Netflix is a leading streaming platform offering an extensive library of movies, TV shows, and original content. This project focuses on cleaning, analyzing, and visualizing Netflix content data from 2008 to 2021 using Power BI. The objective is to extract meaningful insights into Netflix's content distribution, trends, and audience preferences.
The dataset comprises 8790 rows and 10 columns, capturing key attributes of Netflix content:
- show_id – Unique identifier for each show/movie.
- type – Specifies whether the content is a TV show or a movie.
- title – Title of the show or movie.
- director – Name of the director.
- country – Country of origin.
- date_added – Date the content was added to Netflix.
- release_year – Year of content release.
- rating – Age rating or restriction.
- duration – Duration of the content (expressed in minutes for movies or seasons for TV shows).
- listed_in – Genre classification of the content.
Before conducting analysis, the dataset undergoes rigorous cleaning to ensure accuracy and consistency:
- Handling Missing Values – Imputing missing data where possible and removing incomplete entries.
- Data Type Conversion – Transforming necessary fields (e.g., converting
date_added
into DateTime format). - Standardization – Normalizing categorical values such as genres and country names.
- Data Splitting – Extracting numeric values from the duration column to facilitate analysis of seasons and movie durations.
The Power BI dashboard provides an intuitive and visually engaging representation of Netflix’s content catalog. It offers dynamic insights into content trends and audience preferences.
The dashboard includes the following key metrics and visuals:
- Total Content – Displays the aggregate count of all movies and TV shows available on Netflix.
- Year Data – Tracks the distribution of content by release year, illustrating Netflix’s growth trends.
- Total Genres – Highlights the total count and diversity of genres.
- Total Minutes & Total Hours – Represents the combined duration of all content in minutes and hours.
- Total Seasons – Summarizes the total number of seasons across all TV shows.
- Content Type Distribution – Categorizes content into Movies and TV Shows for simplified analysis.
- Country Breakdown – Identifies the countries associated with Netflix content, showcasing geographic diversity.
- Top 10 Ratings – Displays the highest-rated content, offering insights into audience preferences.
- Monthly Releases – Illustrates the monthly pattern of new content added to Netflix.
- Yearly Releases – Highlights annual trends in Netflix's content additions.
- Top 10 Genres – Provides insights into the most frequently occurring genres.
- Content Distribution – Presents a breakdown of Movies vs. TV Shows.
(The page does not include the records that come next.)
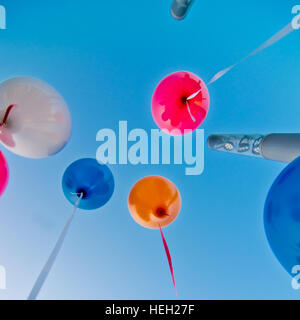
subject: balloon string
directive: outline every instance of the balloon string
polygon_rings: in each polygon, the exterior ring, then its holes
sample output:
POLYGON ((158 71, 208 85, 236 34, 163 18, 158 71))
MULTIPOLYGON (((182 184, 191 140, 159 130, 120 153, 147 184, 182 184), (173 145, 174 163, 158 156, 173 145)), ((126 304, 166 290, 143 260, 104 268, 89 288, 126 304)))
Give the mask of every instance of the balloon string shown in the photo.
POLYGON ((176 282, 175 282, 175 277, 174 277, 174 270, 173 270, 172 258, 171 258, 170 250, 169 250, 167 241, 165 239, 165 236, 164 236, 164 234, 162 232, 161 226, 159 226, 159 230, 160 230, 161 238, 162 238, 162 241, 163 241, 163 244, 164 244, 164 248, 165 248, 165 251, 166 251, 166 255, 167 255, 167 258, 168 258, 170 272, 171 272, 171 275, 172 275, 173 285, 174 285, 174 289, 175 289, 175 294, 176 294, 176 297, 177 297, 178 294, 177 294, 177 288, 176 288, 176 282))
POLYGON ((7 107, 7 109, 6 109, 6 111, 5 111, 5 114, 4 114, 4 117, 3 117, 3 120, 2 120, 2 122, 0 123, 0 128, 6 125, 8 116, 9 116, 11 110, 12 110, 14 107, 16 107, 15 104, 11 104, 10 106, 7 107))
POLYGON ((246 57, 244 57, 243 59, 236 62, 235 64, 233 64, 233 65, 227 67, 226 69, 221 70, 217 74, 215 74, 212 77, 212 79, 208 82, 207 85, 210 85, 210 84, 214 83, 215 81, 219 80, 226 73, 231 71, 233 68, 237 67, 239 64, 241 64, 242 62, 244 62, 248 58, 250 58, 250 57, 256 55, 257 53, 263 51, 264 49, 272 46, 273 44, 275 44, 276 42, 278 42, 279 40, 281 40, 282 38, 284 38, 285 36, 287 36, 288 34, 290 34, 291 32, 293 32, 295 30, 296 29, 293 27, 292 22, 290 22, 288 25, 286 25, 284 28, 282 28, 280 31, 278 31, 274 36, 272 36, 270 39, 268 39, 266 42, 264 42, 261 46, 259 46, 257 49, 252 51, 250 54, 248 54, 246 57))
POLYGON ((44 265, 40 275, 38 276, 38 278, 37 278, 32 290, 31 290, 27 300, 36 300, 36 298, 37 298, 37 296, 38 296, 38 294, 39 294, 44 282, 46 281, 46 279, 48 277, 49 272, 51 271, 51 268, 52 268, 52 266, 53 266, 53 264, 54 264, 54 262, 56 260, 56 257, 57 257, 57 255, 58 255, 58 253, 59 253, 59 251, 60 251, 60 249, 61 249, 61 247, 63 245, 64 239, 65 239, 65 237, 67 235, 68 229, 69 229, 69 227, 71 225, 71 222, 73 220, 75 212, 76 212, 76 210, 77 210, 77 208, 79 206, 79 203, 82 200, 82 197, 83 197, 83 193, 80 194, 80 197, 78 198, 77 202, 75 203, 73 211, 72 211, 69 219, 67 220, 67 223, 66 223, 64 229, 62 230, 62 232, 61 232, 61 234, 60 234, 60 236, 59 236, 59 238, 58 238, 58 240, 56 242, 56 245, 55 245, 53 251, 51 252, 46 264, 44 265))

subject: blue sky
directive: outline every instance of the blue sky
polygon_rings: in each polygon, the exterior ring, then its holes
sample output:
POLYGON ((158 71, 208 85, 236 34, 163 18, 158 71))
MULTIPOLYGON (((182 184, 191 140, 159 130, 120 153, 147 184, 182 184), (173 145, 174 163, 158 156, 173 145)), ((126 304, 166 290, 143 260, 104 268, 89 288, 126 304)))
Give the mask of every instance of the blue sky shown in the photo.
MULTIPOLYGON (((74 160, 95 157, 98 130, 117 129, 119 120, 129 129, 155 128, 150 103, 160 79, 188 70, 208 81, 285 26, 297 4, 196 0, 178 22, 170 2, 1 1, 1 80, 24 75, 52 84, 68 103, 73 133, 62 152, 44 160, 1 147, 10 182, 0 199, 0 264, 7 271, 0 299, 30 292, 72 209, 61 190, 63 172, 74 160)), ((210 86, 206 136, 299 131, 299 36, 292 33, 210 86)), ((127 209, 131 186, 158 174, 182 195, 180 216, 165 229, 180 298, 299 299, 263 228, 265 197, 283 167, 208 149, 200 176, 172 165, 111 166, 111 201, 78 211, 40 298, 174 298, 159 232, 137 225, 127 209)))

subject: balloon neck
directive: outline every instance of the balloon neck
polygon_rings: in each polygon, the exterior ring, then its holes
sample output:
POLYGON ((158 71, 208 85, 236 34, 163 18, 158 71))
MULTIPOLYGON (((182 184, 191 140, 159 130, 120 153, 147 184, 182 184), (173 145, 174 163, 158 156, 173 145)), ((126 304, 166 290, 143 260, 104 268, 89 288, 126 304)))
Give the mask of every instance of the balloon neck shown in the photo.
POLYGON ((8 120, 8 117, 9 117, 9 114, 10 114, 11 110, 12 110, 14 107, 16 107, 16 105, 15 105, 15 104, 11 104, 11 105, 9 105, 9 106, 6 108, 6 111, 5 111, 5 113, 4 113, 4 117, 3 117, 3 119, 2 119, 2 122, 0 123, 0 128, 6 126, 7 120, 8 120))
POLYGON ((88 193, 85 189, 78 189, 76 192, 78 198, 85 199, 88 196, 88 193))
POLYGON ((167 216, 170 216, 168 213, 167 213, 167 210, 163 207, 158 207, 156 208, 156 210, 154 211, 154 215, 157 217, 157 218, 165 218, 167 216))

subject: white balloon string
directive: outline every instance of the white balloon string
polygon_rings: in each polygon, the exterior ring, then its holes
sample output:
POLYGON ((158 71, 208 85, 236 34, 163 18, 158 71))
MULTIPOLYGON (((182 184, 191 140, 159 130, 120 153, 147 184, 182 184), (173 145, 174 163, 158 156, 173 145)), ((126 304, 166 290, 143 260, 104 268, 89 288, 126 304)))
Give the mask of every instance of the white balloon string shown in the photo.
POLYGON ((51 271, 51 268, 52 268, 52 266, 53 266, 53 264, 54 264, 54 262, 56 260, 56 257, 57 257, 57 255, 58 255, 58 253, 59 253, 59 251, 60 251, 60 249, 61 249, 61 247, 63 245, 64 239, 65 239, 65 237, 67 235, 67 232, 68 232, 69 227, 71 225, 71 222, 72 222, 72 220, 74 218, 75 212, 76 212, 76 210, 77 210, 77 208, 79 206, 79 203, 82 200, 82 197, 83 197, 83 193, 80 194, 80 197, 78 198, 77 202, 75 203, 73 211, 72 211, 69 219, 67 220, 67 223, 66 223, 64 229, 62 230, 62 232, 61 232, 61 234, 60 234, 60 236, 59 236, 59 238, 58 238, 58 240, 56 242, 56 245, 55 245, 53 251, 51 252, 46 264, 44 265, 40 275, 38 276, 38 278, 37 278, 32 290, 31 290, 31 292, 30 292, 30 294, 28 296, 28 300, 36 300, 36 298, 37 298, 37 296, 38 296, 38 294, 39 294, 44 282, 46 281, 46 279, 48 277, 48 274, 51 271))
POLYGON ((227 67, 224 70, 219 71, 217 74, 215 74, 212 79, 208 82, 207 85, 210 85, 217 80, 219 80, 221 77, 223 77, 226 73, 231 71, 233 68, 247 60, 248 58, 256 55, 257 53, 261 52, 262 50, 272 46, 282 38, 286 37, 289 35, 291 32, 295 31, 296 29, 293 27, 292 22, 290 22, 288 25, 286 25, 284 28, 282 28, 280 31, 278 31, 274 36, 272 36, 270 39, 268 39, 266 42, 264 42, 261 46, 259 46, 257 49, 252 51, 250 54, 248 54, 245 58, 241 59, 240 61, 236 62, 235 64, 227 67))

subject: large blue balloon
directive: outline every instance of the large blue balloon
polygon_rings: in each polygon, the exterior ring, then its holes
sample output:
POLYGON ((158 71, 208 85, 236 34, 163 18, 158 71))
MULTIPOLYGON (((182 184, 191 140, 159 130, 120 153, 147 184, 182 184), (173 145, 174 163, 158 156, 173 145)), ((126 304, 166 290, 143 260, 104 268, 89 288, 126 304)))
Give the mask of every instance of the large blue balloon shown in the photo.
POLYGON ((269 244, 288 273, 300 265, 300 157, 274 181, 265 203, 269 244))
POLYGON ((105 205, 111 198, 115 183, 110 169, 95 159, 80 159, 73 162, 65 171, 62 179, 66 198, 80 209, 94 210, 105 205))

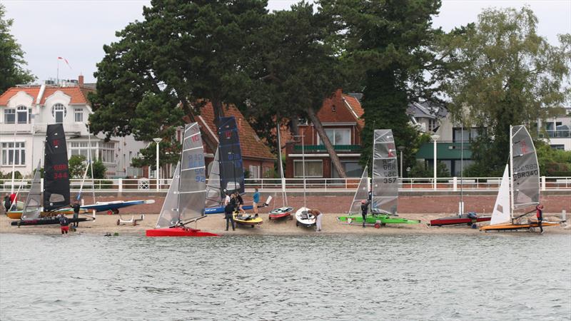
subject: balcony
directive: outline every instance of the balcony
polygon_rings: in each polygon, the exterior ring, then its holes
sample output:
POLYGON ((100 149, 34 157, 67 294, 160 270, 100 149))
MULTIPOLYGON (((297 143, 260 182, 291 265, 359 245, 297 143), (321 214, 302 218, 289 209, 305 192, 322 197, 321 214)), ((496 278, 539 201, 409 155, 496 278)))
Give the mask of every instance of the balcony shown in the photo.
MULTIPOLYGON (((359 145, 333 145, 335 151, 345 153, 360 153, 361 146, 359 145)), ((305 153, 326 153, 327 148, 325 145, 295 145, 293 146, 293 151, 300 152, 305 150, 305 153)))
MULTIPOLYGON (((462 143, 451 141, 436 142, 436 157, 438 159, 460 159, 462 158, 462 143)), ((464 159, 470 159, 472 157, 471 144, 464 142, 464 159)), ((416 153, 417 158, 433 159, 434 143, 426 143, 420 146, 416 153)))
MULTIPOLYGON (((47 123, 1 123, 0 133, 45 133, 47 128, 47 123)), ((84 123, 64 123, 64 131, 68 134, 81 134, 82 132, 86 133, 87 128, 84 123)))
- Top 10 Directors – Recognizes directors with the most contributions to Netflix’s catalog.
The dashboard leverages calculated metrics to refine insights:
- GenreCount – Computes the frequency of each genre in the dataset.
- Duration_Seasons – Extracts the number of seasons for TV shows.
- Duration_Minutes – Splits the total duration of movies into minutes.
This Power BI dashboard serves as a dynamic analytical tool for identifying trends, patterns, and key performance metrics in Netflix’s content offerings. It is designed for data enthusiasts, professionals, and researchers interested in exploring content distribution and audience engagement.
- Load the Dataset – Import the cleaned dataset into Power BI.
- Perform Data Cleaning – Use Power Query to apply necessary transformations.
- Develop Visualizations – Create compelling insights using DAX measures and calculated columns.
- Analyze and Share Findings – Use the dashboard to interpret content trends and derive valuable insights.
- Ensure dataset integrity before conducting analysis.
- Customize visualizations based on business or research requirements.
- Explore advanced filtering techniques to refine insights.